"The signal to stand up does something to the body that tunes it, controlling the blood pressure and circulation," says Vernikos. "Every 20 to 30 minutes you need to stand up. More often is fine, but doing it 20 times at once and saying you are done is not sufficient; you must do it throughout the day."
She bases her conclusions on research she did for NASA on the bodily effects of having no gravitational stress, such as what astronauts experience in free fall. Volunteers stayed in bed for a month; some of them got up to use a treadmill and others just got up. A third group just stayed in bed. The completely bedbound volunteers lost 25% of their aerobic capacity in just four days, Vernikos recalls.
As for the ones who got up, "To my surprise, standing was more effective than walking. You need to stand up once every hour, and every 30 minutes was even better," she says. Extrapolating the results to people who are sitting rather than lying down, people need to stand up 36 times a day, she says.
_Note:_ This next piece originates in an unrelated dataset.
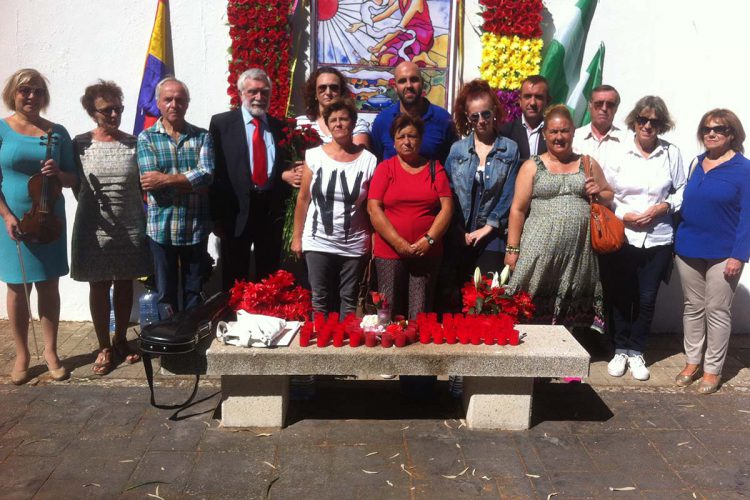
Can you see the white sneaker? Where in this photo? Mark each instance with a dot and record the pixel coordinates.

To take it to another level, Weitzel says she personally uses a standing desk and has recommended that solution to hundreds of Xerox employees over the years. "Most say pretty quickly that it does help their back. Out of all those people I only know one that went back to sitting. Maybe it was high heels," she surmises.
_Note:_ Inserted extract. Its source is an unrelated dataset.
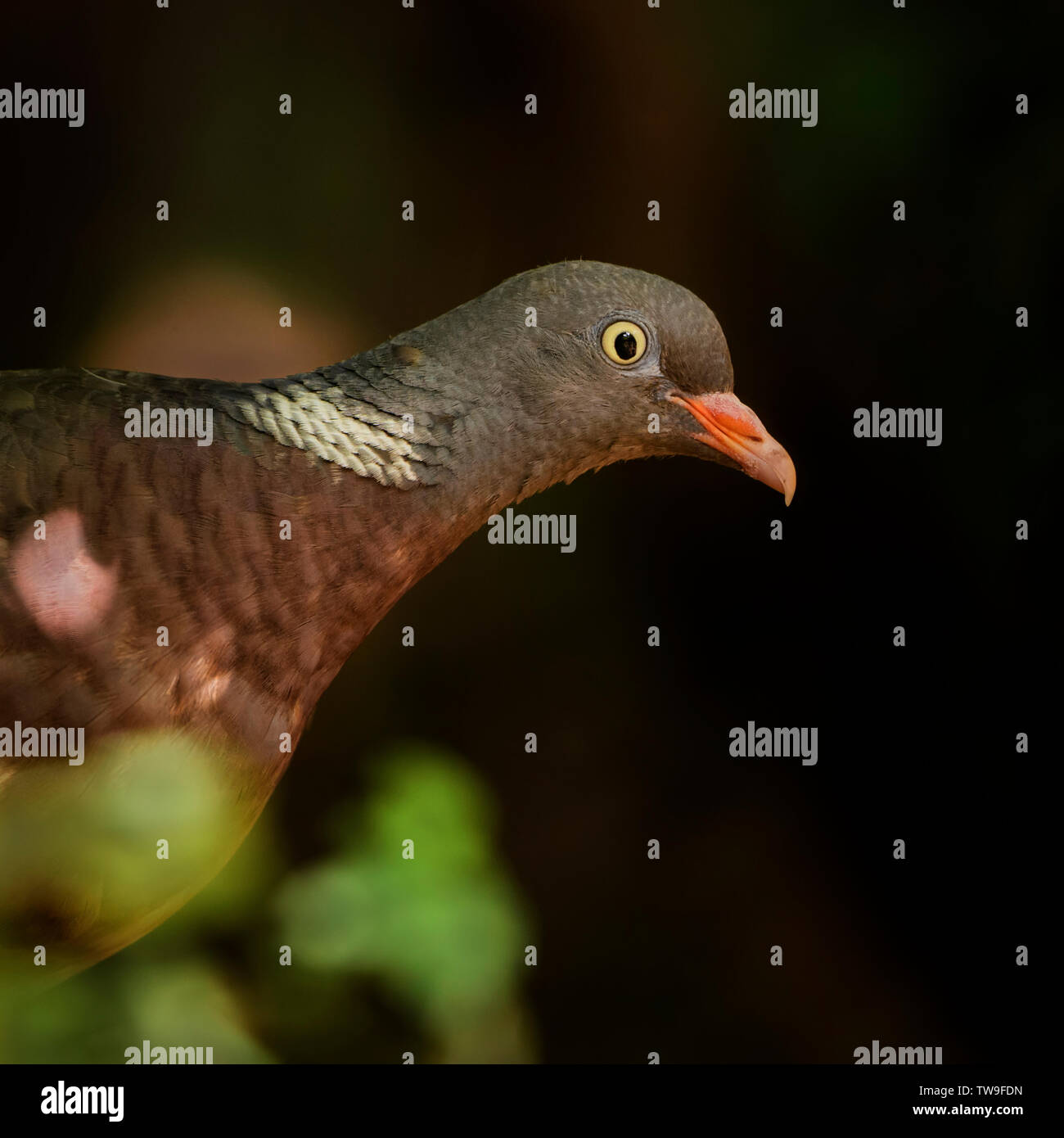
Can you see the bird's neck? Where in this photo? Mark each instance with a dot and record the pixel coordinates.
(381, 476)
Weitzel is quick to point out that it is better to both sit and stand, saying that she works with employees to recognize the signs of fatigue. "I educate them on how their body should feel and [tell them] not push it beyond a certain point, since standing all the time can create as many issues as sitting."
The office as submarine
You may also be feeling sluggish because of what's streaming down from overhead: fixed, unchanging artificial lighting, especially in the absence of windows.
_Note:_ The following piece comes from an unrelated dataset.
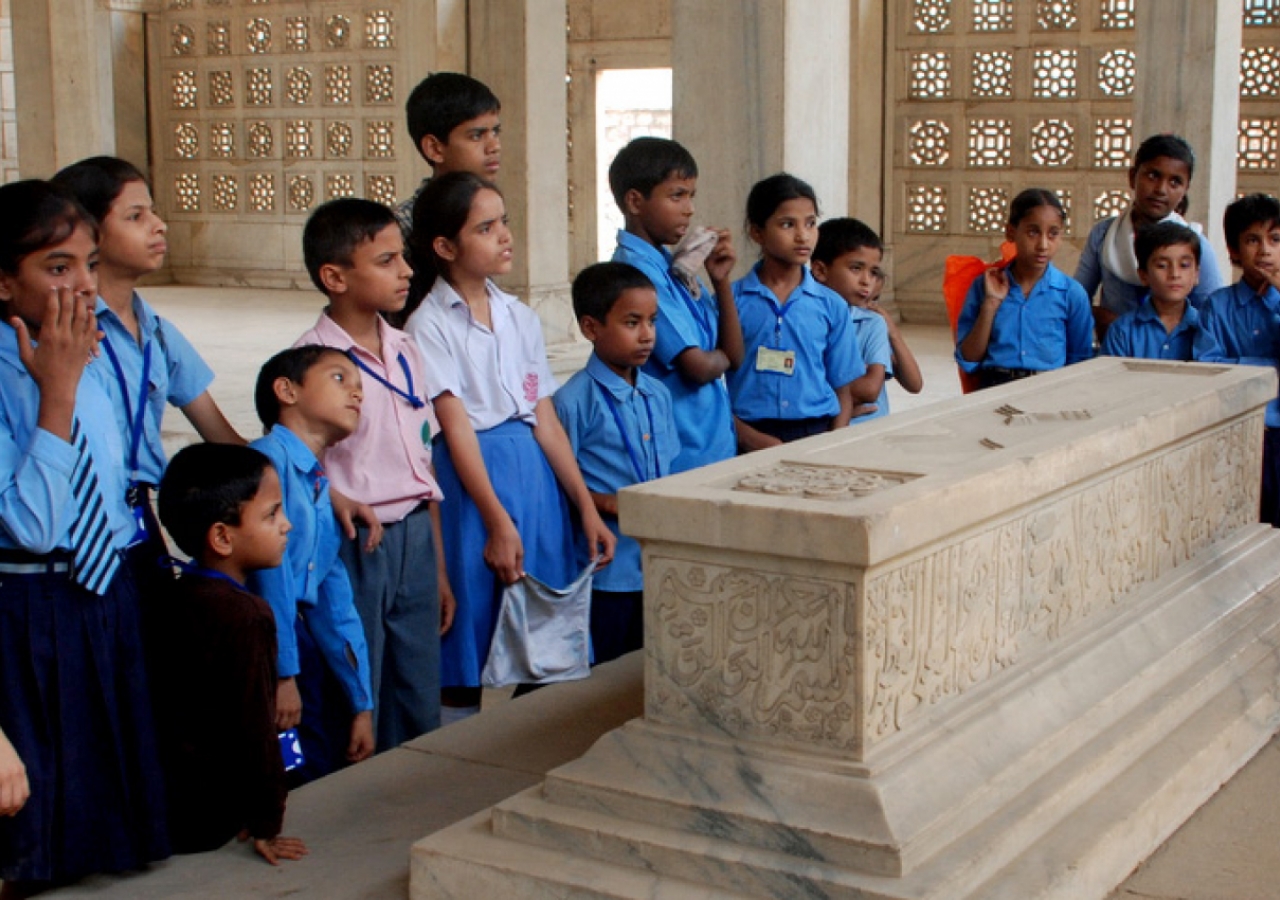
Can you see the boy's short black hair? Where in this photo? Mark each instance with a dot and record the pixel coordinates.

Figueiro has done studies for the U.S. Navy concerning the use of light to enhance crew alertness on submarines. She found that, left to itself, your body will drift into a 24.2-hour schedule, and so eventually your sleeping hours will begin to overlap your office hours. To reset your body to the 24-hour day, you need to expose yourself to sunlight, but in winter people often commute in darkness. In the absence of sunlight, exposure to bluish light will serve, she says.
"Exposing yourself to sunlight can be a kick like a cup of coffee," Figueiro adds. Bluish cubicle lighting is also available, but, whatever the source, the light has to reach your retinas — you have to see the source, directly or reflected, she explains.